What is the liability called? In other words, how do we investors recognize it in the Microsoft financial statements?
>The accounting rationale is that some of the cash that Microsoft receives for > shipping product is not fully earned, e.g. if it has to provide low-cost or free >upgrades, or provide customer support. By deferring revenues, the income is >recognized over the period in which it has to provide this support.
Let me see if I can use a little hypothetical to try to understand how the principles you have explained might possibly operate in the real world:
Let's say that Microsoft has an OS, called "Windows."
On day one, Microsoft comes up with this test version of a planned upgrade, called "Nashville."
On day two, a competitor, we'll call it "Company N," comes up with a nifty new gismo called a browser.
On day three, Microsoft decides it will develop a browser, too, integrate it into Nashville, call the resulting product "Active Desktop" and give it away for free.

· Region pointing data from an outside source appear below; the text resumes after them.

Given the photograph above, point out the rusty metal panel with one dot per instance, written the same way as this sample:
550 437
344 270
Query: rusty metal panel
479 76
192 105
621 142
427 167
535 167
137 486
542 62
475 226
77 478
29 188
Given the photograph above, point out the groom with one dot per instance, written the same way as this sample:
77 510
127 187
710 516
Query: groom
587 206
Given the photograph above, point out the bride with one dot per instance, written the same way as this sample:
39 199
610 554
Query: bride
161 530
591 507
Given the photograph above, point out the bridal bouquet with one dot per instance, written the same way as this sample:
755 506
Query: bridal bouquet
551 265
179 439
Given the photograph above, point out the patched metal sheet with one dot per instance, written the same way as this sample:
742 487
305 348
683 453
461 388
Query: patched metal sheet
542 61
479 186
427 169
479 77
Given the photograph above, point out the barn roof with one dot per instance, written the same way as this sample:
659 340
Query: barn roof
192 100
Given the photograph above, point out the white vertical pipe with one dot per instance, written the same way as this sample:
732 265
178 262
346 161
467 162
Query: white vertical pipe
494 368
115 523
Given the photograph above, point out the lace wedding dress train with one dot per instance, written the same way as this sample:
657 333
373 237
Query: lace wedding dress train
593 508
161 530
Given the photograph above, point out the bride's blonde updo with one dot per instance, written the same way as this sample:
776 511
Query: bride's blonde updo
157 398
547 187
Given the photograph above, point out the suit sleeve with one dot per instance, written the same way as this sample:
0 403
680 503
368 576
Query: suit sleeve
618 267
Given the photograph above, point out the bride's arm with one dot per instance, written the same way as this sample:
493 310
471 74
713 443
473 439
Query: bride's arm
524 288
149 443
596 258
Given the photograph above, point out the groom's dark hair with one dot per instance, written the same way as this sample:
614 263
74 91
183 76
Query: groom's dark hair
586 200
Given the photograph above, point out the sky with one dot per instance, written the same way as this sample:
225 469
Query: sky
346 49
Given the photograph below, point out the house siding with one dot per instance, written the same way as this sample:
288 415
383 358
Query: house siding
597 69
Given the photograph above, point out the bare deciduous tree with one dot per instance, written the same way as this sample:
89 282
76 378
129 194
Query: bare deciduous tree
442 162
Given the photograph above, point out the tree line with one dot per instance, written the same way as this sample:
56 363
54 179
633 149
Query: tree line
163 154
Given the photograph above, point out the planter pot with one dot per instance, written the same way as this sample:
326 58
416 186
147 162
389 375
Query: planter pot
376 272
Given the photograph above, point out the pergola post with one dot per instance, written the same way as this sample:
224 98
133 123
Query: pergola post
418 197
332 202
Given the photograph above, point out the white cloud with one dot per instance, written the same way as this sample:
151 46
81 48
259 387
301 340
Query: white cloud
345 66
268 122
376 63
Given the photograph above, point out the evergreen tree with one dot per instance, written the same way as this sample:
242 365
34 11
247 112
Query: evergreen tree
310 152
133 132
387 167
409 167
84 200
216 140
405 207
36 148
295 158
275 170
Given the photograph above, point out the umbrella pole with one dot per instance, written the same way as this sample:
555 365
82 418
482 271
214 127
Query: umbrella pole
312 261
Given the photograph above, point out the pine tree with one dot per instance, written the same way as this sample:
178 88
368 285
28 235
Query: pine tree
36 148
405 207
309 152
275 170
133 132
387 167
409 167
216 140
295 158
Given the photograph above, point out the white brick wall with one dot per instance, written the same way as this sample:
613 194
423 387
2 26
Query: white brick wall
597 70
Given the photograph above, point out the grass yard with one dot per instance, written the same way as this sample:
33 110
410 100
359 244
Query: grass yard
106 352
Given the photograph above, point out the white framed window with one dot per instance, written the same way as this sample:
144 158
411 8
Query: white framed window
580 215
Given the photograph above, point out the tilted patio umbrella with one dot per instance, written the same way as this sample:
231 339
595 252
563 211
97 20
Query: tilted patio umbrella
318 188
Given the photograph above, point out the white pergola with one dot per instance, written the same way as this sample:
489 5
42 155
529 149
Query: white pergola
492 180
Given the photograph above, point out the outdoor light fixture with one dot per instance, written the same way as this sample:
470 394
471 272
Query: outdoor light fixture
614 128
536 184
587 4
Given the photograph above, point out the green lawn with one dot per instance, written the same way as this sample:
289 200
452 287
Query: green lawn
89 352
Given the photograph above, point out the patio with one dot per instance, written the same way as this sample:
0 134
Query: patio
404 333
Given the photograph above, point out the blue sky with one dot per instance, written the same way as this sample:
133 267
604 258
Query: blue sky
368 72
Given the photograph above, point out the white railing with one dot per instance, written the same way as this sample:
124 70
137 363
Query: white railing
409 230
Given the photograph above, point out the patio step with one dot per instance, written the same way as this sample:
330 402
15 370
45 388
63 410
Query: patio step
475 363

That software, of course, is a "free upgrade" to the Windows Operating System within your definition. Therefore, under GAAP, Microsoft has to defer some of the revenue it earns on its current sales of Windows in order to account for all the free Active Desktop upgrades it will be giving away for free in the future, since, under GAAP, the portions of the revenue that are attributable to Active Desktop technically have not been "earned" yet.
Hence, on day five, Microsoft announces its new policy of deferring Operating Systems revenue in order to "smooth out" its earnings. performance.
Have I got a firm grasp on what you are trying to teach us? Is this speculative hypothetical acceptable under GAAP and a plausible scenario?
Is THIS how Microsoft is accounting for its development costs on IE?